Un écran révélateur plutôt que perturbateur
LYRIQUE La captation de l’opéra de Debussy par la RTS ouvre des perspectives heureuses en ces temps moroses
Malgré la situation sanitaire, il y a des raisons d’être satisfait. Elles sont rares. Mais certaines propositions se dégagent. Grâce aux accords avec la RTS, le Grand Théâtre saute lui aussi dans l’écran. L’institution lyrique multiplie les captations de ses productions, qui habituellement se comptent sur le bout d’un ou deux doigts par saison. Et, même si la vie manque, le résultat s’avère probant. Pelléas et Mélisande, enregistré dans l’urgence, a bien supporté le traitement télévisuel.
Avoir vu ce spectacle sur scène à sa création à Luxembourg offre une perspective de lecture complète. L’occasion idéale de se rendre compte des différences entre les deux approches.
Rien, jamais, ne remplacera l’expérience unique d’un spectacle vivant. Mais dans le cas de ce Pelléas et Mélisande onirique, cosmique et éminemment esthétique, l’écran se place en révélateur plus qu’en perturbateur.
Au début pourtant, l’obscurité avale l’action, qui semble se dérouler dans un tunnel bouché entre le cercle lumineux du sol et le disque étoilé du ciel. Les lumières nocturnes ne conviennent pas à la caméra. Mais peu à peu, l’éclaircissement arrive, et avec lui une intimité amplifiée et une action magnifiée.
Dimension charnelle et sensualité
Là où les ballets omniprésents pouvaient fatiguer sur le plateau luxembourgeois, le suivi et l’approche à fleur de peau des sept danseurs par l’objectif prennent une dimension charnelle et une sensualité qui incarnent superbement les sentiments des protagonistes.
Ce que le spectateur perd en vision d’ensemble et en stabilité, il le gagne en mouvements chorégraphiques et en proximité avec les chanteurs. Notamment dans la démultiplication des affects des protagonistes par la chorégraphie, la splendide scène de la tour où les fils figurant les cheveux se parent de scintillements de toiles d’araignées humides.

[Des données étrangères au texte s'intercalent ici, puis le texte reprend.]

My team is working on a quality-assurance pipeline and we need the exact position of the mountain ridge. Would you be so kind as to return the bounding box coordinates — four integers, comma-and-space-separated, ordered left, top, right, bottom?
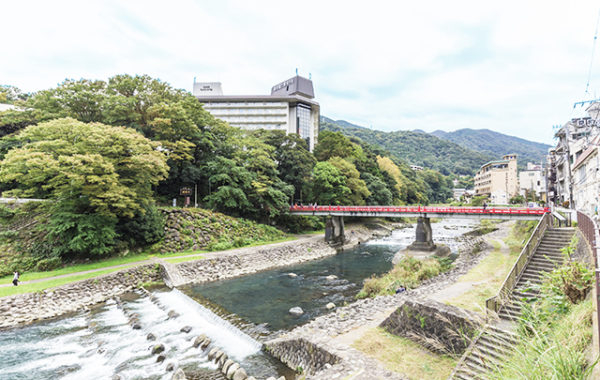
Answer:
320, 117, 550, 175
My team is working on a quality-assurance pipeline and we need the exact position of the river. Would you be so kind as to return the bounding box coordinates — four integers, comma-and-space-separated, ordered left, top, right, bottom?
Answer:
0, 219, 478, 380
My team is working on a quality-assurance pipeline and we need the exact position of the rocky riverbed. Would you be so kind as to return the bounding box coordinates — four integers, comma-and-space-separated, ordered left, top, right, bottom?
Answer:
265, 232, 492, 379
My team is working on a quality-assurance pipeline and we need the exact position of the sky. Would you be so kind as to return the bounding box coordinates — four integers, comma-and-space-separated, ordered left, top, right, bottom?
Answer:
3, 0, 600, 145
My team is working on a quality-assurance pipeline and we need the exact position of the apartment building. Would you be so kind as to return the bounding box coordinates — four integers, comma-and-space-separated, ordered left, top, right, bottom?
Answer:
519, 162, 546, 201
474, 154, 519, 204
193, 75, 320, 151
547, 102, 600, 207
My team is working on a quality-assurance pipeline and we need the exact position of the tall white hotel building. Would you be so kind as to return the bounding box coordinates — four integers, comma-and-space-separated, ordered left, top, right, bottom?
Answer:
193, 75, 320, 151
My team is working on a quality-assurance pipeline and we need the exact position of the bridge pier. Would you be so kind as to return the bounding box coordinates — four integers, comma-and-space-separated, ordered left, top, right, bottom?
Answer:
407, 217, 436, 251
325, 216, 345, 245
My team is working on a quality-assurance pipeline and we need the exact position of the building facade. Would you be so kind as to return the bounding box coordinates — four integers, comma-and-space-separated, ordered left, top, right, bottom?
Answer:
547, 103, 600, 207
474, 154, 519, 204
193, 76, 320, 151
519, 162, 546, 201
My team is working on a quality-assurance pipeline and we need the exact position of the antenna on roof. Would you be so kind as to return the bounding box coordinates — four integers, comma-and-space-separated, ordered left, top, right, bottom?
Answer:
309, 73, 312, 80
296, 68, 298, 76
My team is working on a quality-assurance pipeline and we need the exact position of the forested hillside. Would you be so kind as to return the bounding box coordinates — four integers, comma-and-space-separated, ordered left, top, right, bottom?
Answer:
320, 117, 493, 176
431, 128, 550, 168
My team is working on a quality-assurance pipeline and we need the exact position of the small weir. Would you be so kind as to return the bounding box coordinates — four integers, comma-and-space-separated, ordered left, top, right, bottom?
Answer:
0, 219, 478, 379
0, 289, 292, 380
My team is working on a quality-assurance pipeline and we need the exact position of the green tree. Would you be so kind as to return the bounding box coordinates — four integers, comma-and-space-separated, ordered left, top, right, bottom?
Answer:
311, 161, 350, 205
0, 118, 169, 257
253, 130, 316, 203
328, 156, 370, 205
313, 130, 359, 161
362, 172, 393, 205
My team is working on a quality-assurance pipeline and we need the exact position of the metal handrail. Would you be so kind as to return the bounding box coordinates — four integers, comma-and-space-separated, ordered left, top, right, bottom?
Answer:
575, 211, 600, 360
485, 213, 551, 313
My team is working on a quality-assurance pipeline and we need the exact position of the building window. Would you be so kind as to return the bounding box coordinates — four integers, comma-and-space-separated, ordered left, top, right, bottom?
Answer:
296, 104, 312, 141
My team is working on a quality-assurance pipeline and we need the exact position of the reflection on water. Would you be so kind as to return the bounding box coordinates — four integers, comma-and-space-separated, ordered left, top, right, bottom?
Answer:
184, 219, 477, 332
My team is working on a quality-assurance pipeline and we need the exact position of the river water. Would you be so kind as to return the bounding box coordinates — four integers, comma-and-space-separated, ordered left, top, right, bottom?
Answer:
0, 219, 477, 380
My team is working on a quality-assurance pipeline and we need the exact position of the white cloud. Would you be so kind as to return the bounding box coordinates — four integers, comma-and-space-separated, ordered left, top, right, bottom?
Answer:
2, 0, 600, 144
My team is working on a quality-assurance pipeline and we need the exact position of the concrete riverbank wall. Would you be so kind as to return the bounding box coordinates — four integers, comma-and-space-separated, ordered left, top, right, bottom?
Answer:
0, 264, 163, 329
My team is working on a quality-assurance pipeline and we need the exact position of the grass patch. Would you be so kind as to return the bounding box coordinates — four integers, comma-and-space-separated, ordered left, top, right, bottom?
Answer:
445, 240, 518, 312
0, 266, 136, 298
491, 299, 596, 379
0, 236, 295, 284
504, 220, 537, 254
353, 328, 457, 380
357, 256, 451, 299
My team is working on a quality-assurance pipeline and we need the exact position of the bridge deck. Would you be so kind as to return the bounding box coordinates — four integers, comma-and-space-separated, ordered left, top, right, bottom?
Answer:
289, 205, 548, 220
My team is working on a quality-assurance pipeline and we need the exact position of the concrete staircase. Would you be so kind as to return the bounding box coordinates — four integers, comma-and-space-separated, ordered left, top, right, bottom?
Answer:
450, 227, 575, 379
497, 228, 575, 321
451, 325, 518, 380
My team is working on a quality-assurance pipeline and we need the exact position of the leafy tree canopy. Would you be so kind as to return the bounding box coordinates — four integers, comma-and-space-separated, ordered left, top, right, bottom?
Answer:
0, 118, 169, 218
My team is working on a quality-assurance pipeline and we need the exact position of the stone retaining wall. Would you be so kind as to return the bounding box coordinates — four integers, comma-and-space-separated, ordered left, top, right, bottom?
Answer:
380, 298, 483, 355
266, 338, 341, 375
0, 264, 163, 329
173, 237, 336, 285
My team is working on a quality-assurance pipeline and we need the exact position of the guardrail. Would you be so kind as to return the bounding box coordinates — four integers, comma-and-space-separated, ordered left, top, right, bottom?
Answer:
575, 211, 600, 362
289, 205, 549, 215
485, 213, 552, 313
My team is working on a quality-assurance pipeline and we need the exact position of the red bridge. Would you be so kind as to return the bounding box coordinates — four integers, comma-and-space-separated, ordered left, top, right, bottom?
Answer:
289, 205, 550, 246
289, 205, 549, 220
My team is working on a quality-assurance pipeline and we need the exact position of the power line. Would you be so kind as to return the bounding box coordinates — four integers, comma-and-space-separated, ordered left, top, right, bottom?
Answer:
584, 7, 600, 97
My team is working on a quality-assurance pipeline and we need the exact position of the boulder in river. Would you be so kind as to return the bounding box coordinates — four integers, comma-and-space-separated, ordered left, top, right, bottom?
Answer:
208, 347, 218, 360
171, 368, 187, 380
325, 275, 338, 281
166, 362, 175, 371
151, 343, 165, 355
289, 306, 304, 316
226, 363, 240, 378
233, 368, 248, 380
193, 334, 208, 348
147, 333, 156, 341
156, 354, 166, 363
180, 326, 192, 333
287, 273, 298, 278
326, 302, 336, 310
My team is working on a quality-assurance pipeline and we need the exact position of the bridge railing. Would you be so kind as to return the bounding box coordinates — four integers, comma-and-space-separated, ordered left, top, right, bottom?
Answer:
576, 211, 600, 361
289, 205, 549, 215
485, 212, 552, 313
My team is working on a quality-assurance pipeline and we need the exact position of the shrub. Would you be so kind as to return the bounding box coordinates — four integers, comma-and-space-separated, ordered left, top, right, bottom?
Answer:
35, 257, 62, 272
0, 205, 16, 220
357, 256, 446, 298
45, 205, 118, 259
541, 236, 593, 306
116, 204, 165, 248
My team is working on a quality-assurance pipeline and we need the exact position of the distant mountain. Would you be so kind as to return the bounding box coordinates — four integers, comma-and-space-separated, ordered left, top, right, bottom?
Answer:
320, 117, 493, 176
430, 129, 551, 168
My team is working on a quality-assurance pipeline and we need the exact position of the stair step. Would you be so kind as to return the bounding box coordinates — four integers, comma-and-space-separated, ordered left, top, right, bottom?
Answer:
475, 339, 513, 360
469, 346, 505, 369
527, 258, 557, 267
518, 275, 543, 284
498, 311, 521, 321
513, 290, 539, 300
465, 354, 501, 374
454, 365, 483, 380
483, 327, 518, 345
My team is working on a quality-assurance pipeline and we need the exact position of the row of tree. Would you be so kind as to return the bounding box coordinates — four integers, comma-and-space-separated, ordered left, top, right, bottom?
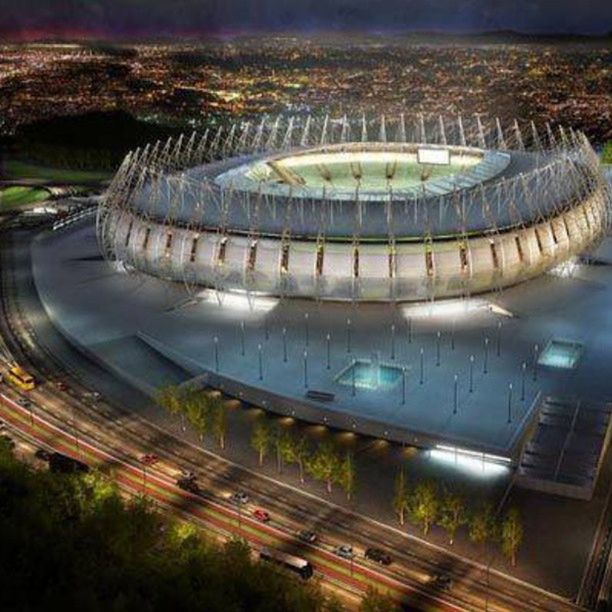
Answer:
156, 385, 227, 449
0, 436, 345, 611
393, 470, 523, 566
251, 420, 356, 501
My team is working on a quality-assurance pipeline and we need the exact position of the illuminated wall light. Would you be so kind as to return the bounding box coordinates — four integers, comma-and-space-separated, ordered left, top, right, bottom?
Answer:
196, 288, 278, 313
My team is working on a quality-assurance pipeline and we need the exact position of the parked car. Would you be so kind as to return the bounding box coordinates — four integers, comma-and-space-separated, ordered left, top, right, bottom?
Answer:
56, 381, 69, 392
364, 547, 392, 566
334, 544, 354, 560
17, 397, 31, 408
298, 530, 317, 544
231, 491, 249, 505
252, 508, 270, 522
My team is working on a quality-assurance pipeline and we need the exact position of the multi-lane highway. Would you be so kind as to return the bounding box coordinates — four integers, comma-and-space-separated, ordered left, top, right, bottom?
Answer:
0, 221, 589, 611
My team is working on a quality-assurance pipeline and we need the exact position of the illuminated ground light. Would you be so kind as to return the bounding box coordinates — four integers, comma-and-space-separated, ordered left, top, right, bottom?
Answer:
196, 288, 279, 314
429, 444, 511, 478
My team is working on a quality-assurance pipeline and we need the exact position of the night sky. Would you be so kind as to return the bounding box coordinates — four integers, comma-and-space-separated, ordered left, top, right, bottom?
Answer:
1, 0, 611, 39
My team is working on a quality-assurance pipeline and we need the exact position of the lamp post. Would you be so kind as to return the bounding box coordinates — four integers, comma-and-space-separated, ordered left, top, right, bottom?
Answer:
496, 321, 502, 357
326, 333, 331, 370
469, 354, 474, 393
282, 327, 287, 363
304, 312, 309, 347
419, 347, 424, 385
483, 336, 489, 374
436, 331, 441, 366
303, 350, 308, 388
240, 320, 245, 356
533, 343, 539, 381
521, 361, 526, 401
346, 318, 352, 354
407, 317, 412, 344
258, 344, 263, 380
453, 374, 458, 415
507, 383, 513, 423
214, 336, 219, 372
390, 324, 396, 360
401, 367, 406, 405
351, 360, 356, 397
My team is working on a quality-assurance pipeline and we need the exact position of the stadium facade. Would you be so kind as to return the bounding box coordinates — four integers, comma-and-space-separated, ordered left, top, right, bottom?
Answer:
97, 114, 610, 302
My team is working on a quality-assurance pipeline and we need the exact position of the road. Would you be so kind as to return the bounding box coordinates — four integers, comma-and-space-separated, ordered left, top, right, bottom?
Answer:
0, 222, 586, 611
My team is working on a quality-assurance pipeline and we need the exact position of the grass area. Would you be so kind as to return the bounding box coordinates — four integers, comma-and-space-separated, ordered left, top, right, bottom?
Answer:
0, 186, 50, 210
4, 159, 111, 184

La mise en valeur des costumes subtils, l’aveu bouleversant des deux amoureux chuchotant leur passion coupable et les interviews diffusées pendant l’entracte constituent aussi un des atouts majeurs de cette production filmée.
La beauté visuelle est attisée par la sensibilité du réalisateur Andy Sommer, qui ajoute une part concrète au symbolisme interstellaire ambiant. Pour l’aspect musical, le placement en salle de l’orchestre trouve un bel équilibre sonore avec des micros judicieusement utilisés. Jonathan Nott et l’OSR peuvent ainsi livrer une interprétation irisée et organique, dans laquelle les chanteurs s’intègrent magnifiquement.